El aburrimiento o aburrición (que también se dice) necesita poca presentación ante el público, y menos en una tarde de domingo. El primer objetivo que la autora se impone es lograr una definición todo lo exacta posible del objeto en cuestión, que, según uno lee y recorre los distintos criterios de psicólogos, literatos, teólogos y filósofos, resulta mucho menos evidente de lo que a primera vista parece. A lo largo de un recorrido turístico por la historia de las emociones occidentales en los últimos dos mil quinientos años, aprendemos que bajo dicho nombre se han tendido a confundir afecciones diversas, aunque concomitantes, que hoy en día englobarían síntomas como los de la tristeza, la pereza, la irritación, el desespero, y cuya sola unanimidad, en ocasiones, era hacer sufrir insoportablemente a quien la padece. Esto revela que el que se aburre no es (como en el reúma o la jaqueca) la mera víctima de una enfermedad o un malestar orgánico que se presenta siempre igual, independiente de modas o épocas, sino que el componente cultural influye ostensiblemente en su dolor, haciéndolo visible o invisible de a ratos, empujándolo a primera plana o escondiéndolo bajo la alfombra.
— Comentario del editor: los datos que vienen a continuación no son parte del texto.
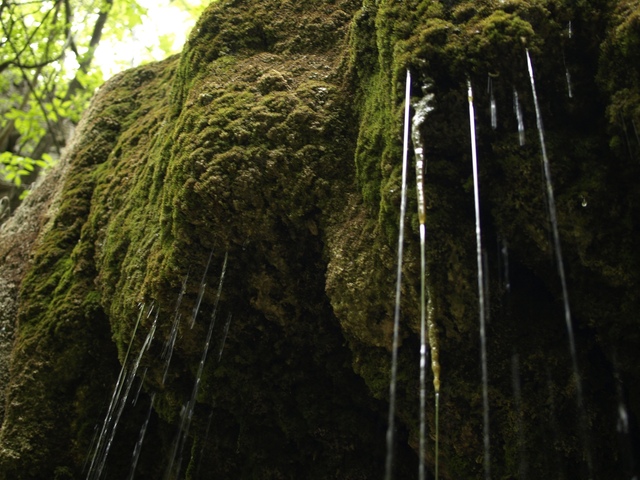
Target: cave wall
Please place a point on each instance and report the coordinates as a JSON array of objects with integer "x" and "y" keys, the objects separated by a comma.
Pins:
[{"x": 274, "y": 142}]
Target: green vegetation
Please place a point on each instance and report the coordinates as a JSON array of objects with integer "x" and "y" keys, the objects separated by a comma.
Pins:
[
  {"x": 275, "y": 137},
  {"x": 48, "y": 75}
]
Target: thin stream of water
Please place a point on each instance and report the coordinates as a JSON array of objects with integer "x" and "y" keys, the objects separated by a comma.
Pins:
[
  {"x": 203, "y": 286},
  {"x": 481, "y": 287},
  {"x": 115, "y": 399},
  {"x": 174, "y": 467},
  {"x": 551, "y": 204},
  {"x": 138, "y": 447},
  {"x": 396, "y": 317},
  {"x": 106, "y": 437},
  {"x": 494, "y": 108},
  {"x": 422, "y": 109},
  {"x": 167, "y": 351},
  {"x": 517, "y": 108}
]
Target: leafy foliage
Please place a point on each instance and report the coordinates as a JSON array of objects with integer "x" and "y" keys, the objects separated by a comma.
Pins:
[{"x": 48, "y": 73}]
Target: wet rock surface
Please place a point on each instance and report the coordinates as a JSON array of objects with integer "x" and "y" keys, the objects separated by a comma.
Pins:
[{"x": 274, "y": 141}]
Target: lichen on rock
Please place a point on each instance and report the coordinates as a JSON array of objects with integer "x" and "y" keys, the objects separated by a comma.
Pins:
[{"x": 274, "y": 140}]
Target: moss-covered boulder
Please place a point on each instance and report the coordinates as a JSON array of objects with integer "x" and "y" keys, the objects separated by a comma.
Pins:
[{"x": 218, "y": 249}]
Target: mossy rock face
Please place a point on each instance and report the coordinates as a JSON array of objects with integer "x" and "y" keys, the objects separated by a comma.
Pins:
[{"x": 272, "y": 146}]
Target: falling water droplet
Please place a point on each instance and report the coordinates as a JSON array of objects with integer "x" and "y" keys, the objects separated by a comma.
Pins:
[
  {"x": 494, "y": 109},
  {"x": 396, "y": 317},
  {"x": 138, "y": 447},
  {"x": 422, "y": 109},
  {"x": 481, "y": 299},
  {"x": 203, "y": 285},
  {"x": 569, "y": 89},
  {"x": 517, "y": 394},
  {"x": 175, "y": 458},
  {"x": 551, "y": 205},
  {"x": 518, "y": 111}
]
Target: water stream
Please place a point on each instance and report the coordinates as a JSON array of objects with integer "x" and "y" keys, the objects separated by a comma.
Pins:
[
  {"x": 517, "y": 108},
  {"x": 481, "y": 287},
  {"x": 396, "y": 319},
  {"x": 551, "y": 205},
  {"x": 175, "y": 459},
  {"x": 422, "y": 109},
  {"x": 121, "y": 394}
]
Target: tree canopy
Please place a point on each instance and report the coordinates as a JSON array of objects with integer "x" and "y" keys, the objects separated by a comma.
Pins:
[{"x": 48, "y": 74}]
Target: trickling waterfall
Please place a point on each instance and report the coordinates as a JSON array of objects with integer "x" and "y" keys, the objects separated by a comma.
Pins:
[
  {"x": 396, "y": 319},
  {"x": 175, "y": 459},
  {"x": 481, "y": 287},
  {"x": 119, "y": 400},
  {"x": 551, "y": 205},
  {"x": 422, "y": 109}
]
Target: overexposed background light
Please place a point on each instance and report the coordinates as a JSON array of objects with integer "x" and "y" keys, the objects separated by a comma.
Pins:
[{"x": 163, "y": 31}]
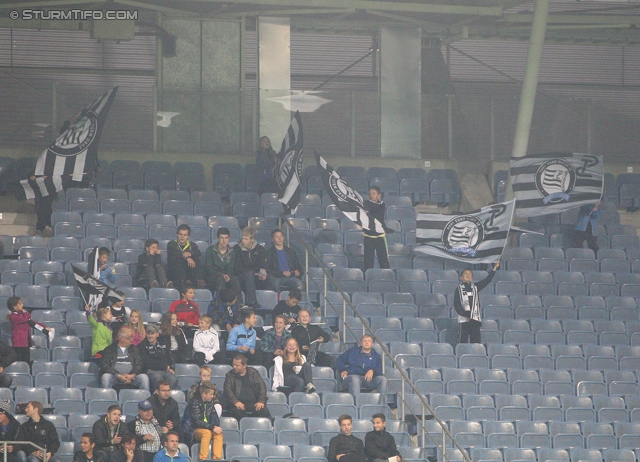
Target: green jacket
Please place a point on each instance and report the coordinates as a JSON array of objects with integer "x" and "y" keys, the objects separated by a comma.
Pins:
[{"x": 102, "y": 335}]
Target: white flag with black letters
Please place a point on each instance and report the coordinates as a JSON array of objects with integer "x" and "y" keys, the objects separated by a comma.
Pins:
[{"x": 474, "y": 237}]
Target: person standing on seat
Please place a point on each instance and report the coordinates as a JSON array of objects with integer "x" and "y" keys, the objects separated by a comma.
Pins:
[
  {"x": 586, "y": 226},
  {"x": 466, "y": 302},
  {"x": 374, "y": 241}
]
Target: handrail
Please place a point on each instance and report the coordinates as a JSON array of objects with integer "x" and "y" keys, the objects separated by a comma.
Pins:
[{"x": 366, "y": 327}]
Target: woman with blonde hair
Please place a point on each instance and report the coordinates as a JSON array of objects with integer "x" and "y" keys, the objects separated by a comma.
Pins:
[{"x": 291, "y": 370}]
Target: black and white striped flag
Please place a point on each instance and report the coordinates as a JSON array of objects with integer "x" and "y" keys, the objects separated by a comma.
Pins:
[
  {"x": 474, "y": 237},
  {"x": 72, "y": 155},
  {"x": 347, "y": 199},
  {"x": 549, "y": 183},
  {"x": 289, "y": 170}
]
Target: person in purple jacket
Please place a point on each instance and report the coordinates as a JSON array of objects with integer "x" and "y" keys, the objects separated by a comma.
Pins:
[{"x": 361, "y": 367}]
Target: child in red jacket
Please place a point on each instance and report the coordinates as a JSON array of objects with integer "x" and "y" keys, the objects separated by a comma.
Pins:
[{"x": 21, "y": 325}]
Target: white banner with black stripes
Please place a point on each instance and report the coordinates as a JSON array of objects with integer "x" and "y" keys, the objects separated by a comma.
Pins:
[
  {"x": 474, "y": 237},
  {"x": 549, "y": 183}
]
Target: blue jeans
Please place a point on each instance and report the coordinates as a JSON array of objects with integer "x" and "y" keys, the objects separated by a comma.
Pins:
[
  {"x": 353, "y": 383},
  {"x": 141, "y": 381}
]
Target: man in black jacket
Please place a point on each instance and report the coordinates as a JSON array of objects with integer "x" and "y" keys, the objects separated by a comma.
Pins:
[
  {"x": 109, "y": 429},
  {"x": 282, "y": 263},
  {"x": 345, "y": 446},
  {"x": 165, "y": 408},
  {"x": 10, "y": 430},
  {"x": 122, "y": 363},
  {"x": 157, "y": 361},
  {"x": 7, "y": 357},
  {"x": 40, "y": 431},
  {"x": 379, "y": 443}
]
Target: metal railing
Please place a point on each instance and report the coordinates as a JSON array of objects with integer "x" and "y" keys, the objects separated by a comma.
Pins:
[{"x": 342, "y": 313}]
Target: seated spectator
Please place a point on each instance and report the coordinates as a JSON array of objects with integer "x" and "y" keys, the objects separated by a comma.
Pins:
[
  {"x": 7, "y": 357},
  {"x": 206, "y": 345},
  {"x": 203, "y": 422},
  {"x": 361, "y": 367},
  {"x": 88, "y": 451},
  {"x": 250, "y": 267},
  {"x": 245, "y": 391},
  {"x": 10, "y": 430},
  {"x": 122, "y": 364},
  {"x": 39, "y": 431},
  {"x": 147, "y": 430},
  {"x": 174, "y": 336},
  {"x": 273, "y": 340},
  {"x": 292, "y": 370},
  {"x": 127, "y": 452},
  {"x": 101, "y": 333},
  {"x": 171, "y": 451},
  {"x": 282, "y": 263},
  {"x": 151, "y": 272},
  {"x": 225, "y": 311},
  {"x": 157, "y": 361},
  {"x": 109, "y": 429},
  {"x": 183, "y": 258},
  {"x": 345, "y": 446},
  {"x": 220, "y": 261},
  {"x": 379, "y": 444},
  {"x": 186, "y": 309},
  {"x": 289, "y": 307},
  {"x": 309, "y": 336},
  {"x": 165, "y": 408},
  {"x": 242, "y": 339}
]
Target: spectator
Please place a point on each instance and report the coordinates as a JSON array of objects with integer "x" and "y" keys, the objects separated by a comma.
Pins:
[
  {"x": 10, "y": 430},
  {"x": 109, "y": 429},
  {"x": 184, "y": 259},
  {"x": 7, "y": 357},
  {"x": 39, "y": 431},
  {"x": 203, "y": 422},
  {"x": 206, "y": 345},
  {"x": 282, "y": 263},
  {"x": 21, "y": 325},
  {"x": 101, "y": 333},
  {"x": 165, "y": 408},
  {"x": 361, "y": 367},
  {"x": 245, "y": 391},
  {"x": 250, "y": 266},
  {"x": 88, "y": 451},
  {"x": 345, "y": 444},
  {"x": 122, "y": 363},
  {"x": 379, "y": 444},
  {"x": 186, "y": 309},
  {"x": 225, "y": 311},
  {"x": 273, "y": 340},
  {"x": 309, "y": 336},
  {"x": 289, "y": 307},
  {"x": 147, "y": 430},
  {"x": 136, "y": 324},
  {"x": 156, "y": 359},
  {"x": 174, "y": 336},
  {"x": 151, "y": 272},
  {"x": 106, "y": 273},
  {"x": 220, "y": 261},
  {"x": 242, "y": 338},
  {"x": 171, "y": 451},
  {"x": 292, "y": 370},
  {"x": 128, "y": 451}
]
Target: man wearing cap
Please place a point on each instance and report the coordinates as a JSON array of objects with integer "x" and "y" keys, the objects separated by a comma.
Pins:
[
  {"x": 10, "y": 430},
  {"x": 122, "y": 363},
  {"x": 157, "y": 361},
  {"x": 147, "y": 430}
]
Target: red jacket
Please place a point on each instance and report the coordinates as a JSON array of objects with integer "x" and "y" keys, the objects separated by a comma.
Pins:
[{"x": 186, "y": 311}]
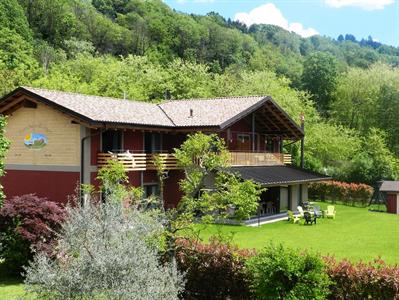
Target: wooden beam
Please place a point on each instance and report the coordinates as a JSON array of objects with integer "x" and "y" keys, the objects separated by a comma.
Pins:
[{"x": 283, "y": 122}]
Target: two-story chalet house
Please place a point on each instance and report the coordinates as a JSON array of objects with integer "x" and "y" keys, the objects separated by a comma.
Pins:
[{"x": 59, "y": 140}]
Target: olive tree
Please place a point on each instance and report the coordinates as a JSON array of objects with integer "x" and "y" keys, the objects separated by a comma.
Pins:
[{"x": 105, "y": 252}]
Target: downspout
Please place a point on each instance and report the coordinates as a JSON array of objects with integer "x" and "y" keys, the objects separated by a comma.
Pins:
[
  {"x": 302, "y": 117},
  {"x": 302, "y": 140},
  {"x": 82, "y": 161},
  {"x": 253, "y": 132}
]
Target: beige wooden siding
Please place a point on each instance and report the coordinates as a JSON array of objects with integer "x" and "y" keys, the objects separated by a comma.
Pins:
[{"x": 63, "y": 148}]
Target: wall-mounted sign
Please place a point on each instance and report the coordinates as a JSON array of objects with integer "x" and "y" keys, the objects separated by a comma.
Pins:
[{"x": 35, "y": 140}]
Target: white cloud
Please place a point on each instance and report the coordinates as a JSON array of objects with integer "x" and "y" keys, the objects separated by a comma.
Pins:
[
  {"x": 364, "y": 4},
  {"x": 195, "y": 1},
  {"x": 270, "y": 14}
]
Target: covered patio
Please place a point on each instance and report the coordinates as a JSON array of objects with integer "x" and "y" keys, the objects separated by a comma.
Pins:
[{"x": 287, "y": 187}]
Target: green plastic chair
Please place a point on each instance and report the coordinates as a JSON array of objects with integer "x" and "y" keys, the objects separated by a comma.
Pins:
[
  {"x": 330, "y": 212},
  {"x": 292, "y": 218}
]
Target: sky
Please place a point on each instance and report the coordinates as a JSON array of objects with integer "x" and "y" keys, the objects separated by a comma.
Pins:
[{"x": 362, "y": 18}]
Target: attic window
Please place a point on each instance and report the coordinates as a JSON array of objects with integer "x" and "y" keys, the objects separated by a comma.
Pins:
[{"x": 29, "y": 104}]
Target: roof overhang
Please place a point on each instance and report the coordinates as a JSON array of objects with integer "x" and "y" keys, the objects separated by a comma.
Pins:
[
  {"x": 272, "y": 118},
  {"x": 269, "y": 115},
  {"x": 278, "y": 175}
]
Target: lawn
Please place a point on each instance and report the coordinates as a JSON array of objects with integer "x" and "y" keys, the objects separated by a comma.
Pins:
[
  {"x": 11, "y": 289},
  {"x": 356, "y": 234}
]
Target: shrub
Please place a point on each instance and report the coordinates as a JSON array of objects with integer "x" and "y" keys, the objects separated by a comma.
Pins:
[
  {"x": 213, "y": 271},
  {"x": 28, "y": 223},
  {"x": 373, "y": 280},
  {"x": 105, "y": 252},
  {"x": 283, "y": 273},
  {"x": 347, "y": 193}
]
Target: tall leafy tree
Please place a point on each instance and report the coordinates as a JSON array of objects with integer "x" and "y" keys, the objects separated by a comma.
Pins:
[
  {"x": 388, "y": 107},
  {"x": 12, "y": 17},
  {"x": 320, "y": 71}
]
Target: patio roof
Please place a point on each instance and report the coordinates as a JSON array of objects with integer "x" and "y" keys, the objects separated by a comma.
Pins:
[
  {"x": 389, "y": 186},
  {"x": 278, "y": 175}
]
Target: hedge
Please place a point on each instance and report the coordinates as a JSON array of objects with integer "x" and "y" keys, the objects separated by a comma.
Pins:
[
  {"x": 218, "y": 271},
  {"x": 213, "y": 271},
  {"x": 347, "y": 193},
  {"x": 373, "y": 280}
]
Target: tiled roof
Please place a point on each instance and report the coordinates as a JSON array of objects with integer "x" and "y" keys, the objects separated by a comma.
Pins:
[
  {"x": 216, "y": 112},
  {"x": 208, "y": 112},
  {"x": 275, "y": 175},
  {"x": 104, "y": 109},
  {"x": 389, "y": 186}
]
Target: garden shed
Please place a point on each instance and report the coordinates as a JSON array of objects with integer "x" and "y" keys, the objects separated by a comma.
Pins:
[{"x": 391, "y": 191}]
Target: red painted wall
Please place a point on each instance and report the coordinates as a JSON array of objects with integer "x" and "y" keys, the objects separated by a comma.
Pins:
[
  {"x": 95, "y": 146},
  {"x": 172, "y": 193},
  {"x": 133, "y": 140},
  {"x": 391, "y": 203},
  {"x": 56, "y": 186},
  {"x": 170, "y": 141}
]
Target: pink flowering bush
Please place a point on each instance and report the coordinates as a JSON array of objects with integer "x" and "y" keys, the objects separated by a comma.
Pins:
[
  {"x": 347, "y": 193},
  {"x": 28, "y": 223},
  {"x": 373, "y": 280}
]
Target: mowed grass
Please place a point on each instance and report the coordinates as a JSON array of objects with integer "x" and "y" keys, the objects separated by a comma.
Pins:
[
  {"x": 11, "y": 289},
  {"x": 356, "y": 234}
]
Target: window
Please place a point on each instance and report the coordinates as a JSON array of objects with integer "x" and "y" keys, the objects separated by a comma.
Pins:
[
  {"x": 151, "y": 190},
  {"x": 243, "y": 138},
  {"x": 111, "y": 140},
  {"x": 269, "y": 145},
  {"x": 152, "y": 142}
]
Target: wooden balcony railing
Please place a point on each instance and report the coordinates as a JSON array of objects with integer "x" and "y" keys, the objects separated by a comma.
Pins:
[
  {"x": 145, "y": 161},
  {"x": 259, "y": 159},
  {"x": 137, "y": 161}
]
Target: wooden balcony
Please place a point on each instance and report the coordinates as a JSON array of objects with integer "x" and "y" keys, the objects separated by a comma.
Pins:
[
  {"x": 137, "y": 161},
  {"x": 259, "y": 159},
  {"x": 144, "y": 161}
]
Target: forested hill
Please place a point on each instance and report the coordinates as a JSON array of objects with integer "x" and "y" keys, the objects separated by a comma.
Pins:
[{"x": 144, "y": 50}]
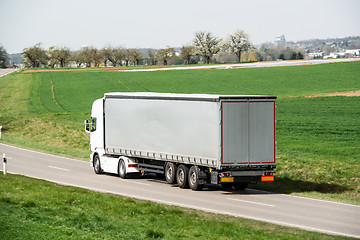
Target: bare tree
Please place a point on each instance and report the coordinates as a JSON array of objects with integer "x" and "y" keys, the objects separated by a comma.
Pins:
[
  {"x": 78, "y": 58},
  {"x": 127, "y": 56},
  {"x": 4, "y": 57},
  {"x": 165, "y": 54},
  {"x": 206, "y": 45},
  {"x": 117, "y": 54},
  {"x": 59, "y": 56},
  {"x": 237, "y": 43},
  {"x": 186, "y": 52}
]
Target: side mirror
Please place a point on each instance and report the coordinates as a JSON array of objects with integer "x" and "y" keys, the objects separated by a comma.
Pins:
[{"x": 87, "y": 126}]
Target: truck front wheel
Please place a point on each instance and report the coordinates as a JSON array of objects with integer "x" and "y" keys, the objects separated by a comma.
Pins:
[
  {"x": 170, "y": 172},
  {"x": 182, "y": 176},
  {"x": 97, "y": 166},
  {"x": 240, "y": 186},
  {"x": 122, "y": 169}
]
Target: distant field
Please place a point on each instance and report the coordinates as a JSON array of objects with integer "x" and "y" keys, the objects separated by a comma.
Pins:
[{"x": 318, "y": 138}]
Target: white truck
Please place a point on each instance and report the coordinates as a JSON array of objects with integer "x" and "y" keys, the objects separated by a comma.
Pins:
[{"x": 193, "y": 139}]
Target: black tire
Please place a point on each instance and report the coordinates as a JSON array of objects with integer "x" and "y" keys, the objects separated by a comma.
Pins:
[
  {"x": 240, "y": 186},
  {"x": 170, "y": 172},
  {"x": 227, "y": 186},
  {"x": 122, "y": 169},
  {"x": 96, "y": 164},
  {"x": 194, "y": 181},
  {"x": 182, "y": 178}
]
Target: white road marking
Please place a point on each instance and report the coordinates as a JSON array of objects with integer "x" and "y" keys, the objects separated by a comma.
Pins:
[
  {"x": 195, "y": 207},
  {"x": 146, "y": 184},
  {"x": 264, "y": 204},
  {"x": 27, "y": 150},
  {"x": 63, "y": 169}
]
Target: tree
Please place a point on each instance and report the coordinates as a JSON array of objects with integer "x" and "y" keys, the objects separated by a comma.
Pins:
[
  {"x": 186, "y": 52},
  {"x": 78, "y": 58},
  {"x": 151, "y": 56},
  {"x": 127, "y": 56},
  {"x": 59, "y": 56},
  {"x": 299, "y": 55},
  {"x": 116, "y": 55},
  {"x": 206, "y": 45},
  {"x": 34, "y": 56},
  {"x": 165, "y": 54},
  {"x": 253, "y": 57},
  {"x": 135, "y": 56},
  {"x": 4, "y": 57},
  {"x": 237, "y": 43}
]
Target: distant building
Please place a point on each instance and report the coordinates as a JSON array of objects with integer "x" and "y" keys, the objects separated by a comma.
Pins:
[
  {"x": 280, "y": 41},
  {"x": 353, "y": 52},
  {"x": 314, "y": 55}
]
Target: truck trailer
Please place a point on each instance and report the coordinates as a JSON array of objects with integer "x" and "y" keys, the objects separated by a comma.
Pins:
[{"x": 192, "y": 139}]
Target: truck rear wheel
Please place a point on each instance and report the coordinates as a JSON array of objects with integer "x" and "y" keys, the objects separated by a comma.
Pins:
[
  {"x": 194, "y": 181},
  {"x": 122, "y": 169},
  {"x": 97, "y": 166},
  {"x": 182, "y": 176},
  {"x": 170, "y": 172}
]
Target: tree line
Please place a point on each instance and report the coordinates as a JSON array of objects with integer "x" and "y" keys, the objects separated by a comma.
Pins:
[{"x": 205, "y": 47}]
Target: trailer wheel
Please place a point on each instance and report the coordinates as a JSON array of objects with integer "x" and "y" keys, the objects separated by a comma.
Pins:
[
  {"x": 97, "y": 166},
  {"x": 194, "y": 181},
  {"x": 240, "y": 186},
  {"x": 182, "y": 176},
  {"x": 170, "y": 172},
  {"x": 122, "y": 169}
]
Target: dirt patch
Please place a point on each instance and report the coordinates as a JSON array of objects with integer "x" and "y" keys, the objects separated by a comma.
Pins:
[{"x": 346, "y": 94}]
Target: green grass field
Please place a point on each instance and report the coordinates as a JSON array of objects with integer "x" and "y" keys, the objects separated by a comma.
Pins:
[{"x": 35, "y": 209}]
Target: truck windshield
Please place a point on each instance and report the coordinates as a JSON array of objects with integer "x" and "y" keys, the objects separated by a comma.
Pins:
[{"x": 93, "y": 125}]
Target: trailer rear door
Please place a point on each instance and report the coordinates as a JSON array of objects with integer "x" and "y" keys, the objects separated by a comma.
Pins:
[{"x": 248, "y": 132}]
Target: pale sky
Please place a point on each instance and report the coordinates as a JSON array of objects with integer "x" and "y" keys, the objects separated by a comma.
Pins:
[{"x": 162, "y": 23}]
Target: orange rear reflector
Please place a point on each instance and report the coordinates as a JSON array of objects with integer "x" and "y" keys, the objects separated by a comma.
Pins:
[
  {"x": 227, "y": 179},
  {"x": 267, "y": 178}
]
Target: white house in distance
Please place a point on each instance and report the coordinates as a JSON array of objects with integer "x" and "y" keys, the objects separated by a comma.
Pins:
[{"x": 280, "y": 41}]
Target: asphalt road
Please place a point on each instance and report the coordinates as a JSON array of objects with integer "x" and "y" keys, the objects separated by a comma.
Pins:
[{"x": 309, "y": 214}]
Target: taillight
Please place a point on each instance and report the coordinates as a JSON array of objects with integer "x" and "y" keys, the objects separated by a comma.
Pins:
[
  {"x": 267, "y": 178},
  {"x": 226, "y": 179},
  {"x": 268, "y": 173}
]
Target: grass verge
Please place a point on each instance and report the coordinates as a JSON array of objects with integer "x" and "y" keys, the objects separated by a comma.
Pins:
[
  {"x": 36, "y": 209},
  {"x": 318, "y": 138}
]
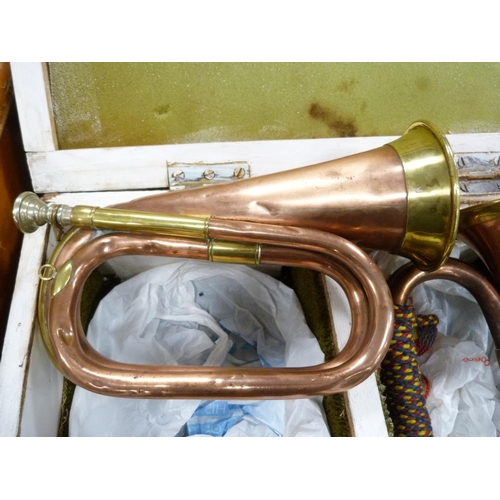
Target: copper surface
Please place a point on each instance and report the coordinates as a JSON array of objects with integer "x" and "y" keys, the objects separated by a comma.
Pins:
[
  {"x": 405, "y": 279},
  {"x": 369, "y": 299},
  {"x": 361, "y": 198},
  {"x": 480, "y": 229}
]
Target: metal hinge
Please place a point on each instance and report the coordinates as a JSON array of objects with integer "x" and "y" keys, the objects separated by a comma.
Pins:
[{"x": 187, "y": 175}]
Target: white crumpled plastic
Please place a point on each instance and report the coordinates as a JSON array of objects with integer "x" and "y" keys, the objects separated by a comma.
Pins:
[
  {"x": 461, "y": 366},
  {"x": 195, "y": 313}
]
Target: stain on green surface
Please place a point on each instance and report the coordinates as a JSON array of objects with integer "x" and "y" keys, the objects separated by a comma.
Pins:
[
  {"x": 337, "y": 125},
  {"x": 129, "y": 104}
]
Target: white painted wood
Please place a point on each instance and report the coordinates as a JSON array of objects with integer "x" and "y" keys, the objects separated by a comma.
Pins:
[
  {"x": 145, "y": 167},
  {"x": 17, "y": 343},
  {"x": 34, "y": 106},
  {"x": 367, "y": 415}
]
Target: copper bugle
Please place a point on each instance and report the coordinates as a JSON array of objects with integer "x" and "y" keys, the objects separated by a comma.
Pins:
[
  {"x": 479, "y": 227},
  {"x": 231, "y": 241},
  {"x": 402, "y": 197},
  {"x": 406, "y": 278}
]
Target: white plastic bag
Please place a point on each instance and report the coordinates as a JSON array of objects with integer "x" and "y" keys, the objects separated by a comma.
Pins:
[
  {"x": 196, "y": 313},
  {"x": 464, "y": 399}
]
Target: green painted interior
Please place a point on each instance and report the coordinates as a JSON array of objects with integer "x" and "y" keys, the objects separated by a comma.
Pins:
[{"x": 128, "y": 104}]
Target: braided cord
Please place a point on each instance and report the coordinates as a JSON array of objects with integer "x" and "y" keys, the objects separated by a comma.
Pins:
[{"x": 401, "y": 375}]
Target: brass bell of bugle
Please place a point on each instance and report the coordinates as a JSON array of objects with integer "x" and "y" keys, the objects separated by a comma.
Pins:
[{"x": 479, "y": 228}]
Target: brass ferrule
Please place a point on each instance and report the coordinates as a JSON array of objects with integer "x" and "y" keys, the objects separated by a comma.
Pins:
[
  {"x": 145, "y": 222},
  {"x": 232, "y": 252}
]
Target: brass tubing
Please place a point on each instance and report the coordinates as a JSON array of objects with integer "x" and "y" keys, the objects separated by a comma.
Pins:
[
  {"x": 82, "y": 364},
  {"x": 405, "y": 279},
  {"x": 401, "y": 197}
]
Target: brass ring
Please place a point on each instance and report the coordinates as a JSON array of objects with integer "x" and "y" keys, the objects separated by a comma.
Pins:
[{"x": 47, "y": 272}]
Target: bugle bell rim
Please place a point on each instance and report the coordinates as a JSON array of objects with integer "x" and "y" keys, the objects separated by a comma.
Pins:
[
  {"x": 430, "y": 169},
  {"x": 70, "y": 348}
]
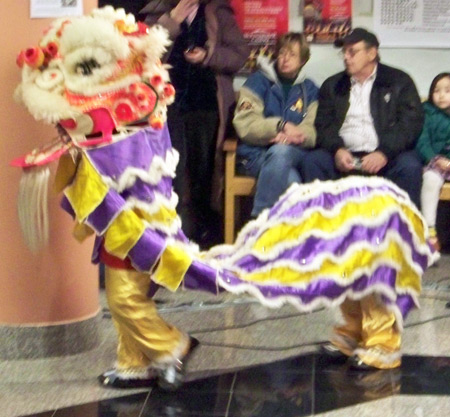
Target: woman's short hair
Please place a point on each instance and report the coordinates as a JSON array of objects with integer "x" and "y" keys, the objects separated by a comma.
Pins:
[
  {"x": 290, "y": 38},
  {"x": 436, "y": 79}
]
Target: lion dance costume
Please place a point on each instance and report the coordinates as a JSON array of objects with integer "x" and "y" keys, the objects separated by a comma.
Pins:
[{"x": 358, "y": 243}]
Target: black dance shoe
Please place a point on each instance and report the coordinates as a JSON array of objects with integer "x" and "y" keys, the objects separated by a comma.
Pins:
[
  {"x": 112, "y": 380},
  {"x": 172, "y": 377},
  {"x": 357, "y": 364},
  {"x": 332, "y": 353}
]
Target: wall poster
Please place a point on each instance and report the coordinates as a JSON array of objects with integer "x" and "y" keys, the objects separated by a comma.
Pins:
[
  {"x": 412, "y": 23},
  {"x": 261, "y": 22},
  {"x": 55, "y": 8},
  {"x": 326, "y": 20}
]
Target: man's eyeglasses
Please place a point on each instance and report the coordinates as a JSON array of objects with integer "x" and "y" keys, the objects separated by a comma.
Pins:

Hay etapas de aburrimiento escaso y verdaderos derroches, tiempos muertos de la historia en que vivir se volvía un suplicio de puro insulso: como los del famoso mal du siècle que aquejó a los intelectuales europeos de finales del siglo XIX.

Portada del libro. Portada del libro.

Portada del libro. / D. S.

Unas precisiones conceptuales ayudan a afinar. Cabe distinguir, nos dice Ros Velasco, entre el aburrimiento sencillo, que es el natural, cotidiano y casi saludable que uno soporta mientras espera en el aeropuerto o hace tiempo ante una cita que se retrasa, y el complejo, que, independiente de la situación, parece enquistado en la propia alma de quien lo arrastra. Este, el aburrimiento endógeno, a menudo repetido hasta convertirse en una enfermedad mental en sentido estricto (responsable del suicidio de no pocos), es el que merece más atención y donde las implicaciones filosóficas y antropológicas cobran mayor profundidad. Entre los románticos, dicho desaliento toma la forma de una negación flagrante de la realidad, de un estado de cosas desnudo de absoluto donde lo divino ha desaparecido y el hombre debe enfrentarse con su ceniza o su sombra; para el existencialismo, supone la ventana privilegiada a la verdadera condición del hombre, su soledad en un universo sin sentido donde nada resta sino esperar el trámite forzoso de la muerte.

Tampoco, nos advierte la autora, conviene rodear la cosa de aureolas místicas. Proliferan por ahí los artículos de tres al cuarto que animan a la gente a aburrirse (a reconciliarse con una condición de la que, después de todo y a pesar de todo, no se puede huir), so promesa de que la prueba nos convertirá en más listos, capaces, geniales. Pero no: nadie acrecienta su talento por el solo hecho de no saber en qué invertirlo, y la falta de salida suele ser responsable tanto de las ideas más brillantes como de los peores disparates. Así, se nos invita a asumir nuestro aburrimiento y a aceptarlo deportivamente, sin mitologías bobas, a saber gestionarlo cuando llega y no empeorarlo a base de pasatiempos que aumentan su densidad y lo prolongan. Fundado probablemente en el progreso evolutivo, aburrirse es un acto por el cual comprendemos que el medio no presenta estímulos suficientes y que corremos el riesgo de caer en letargo si no reaccionamos a tiempo: un recordatorio de que, a pesar de la monotonía del moscardón, de la oficina, de la lección del maestro, nuestra mente no está hecha para los crepúsculos y debe permanecer alerta, atenta a las amenazas por llegar.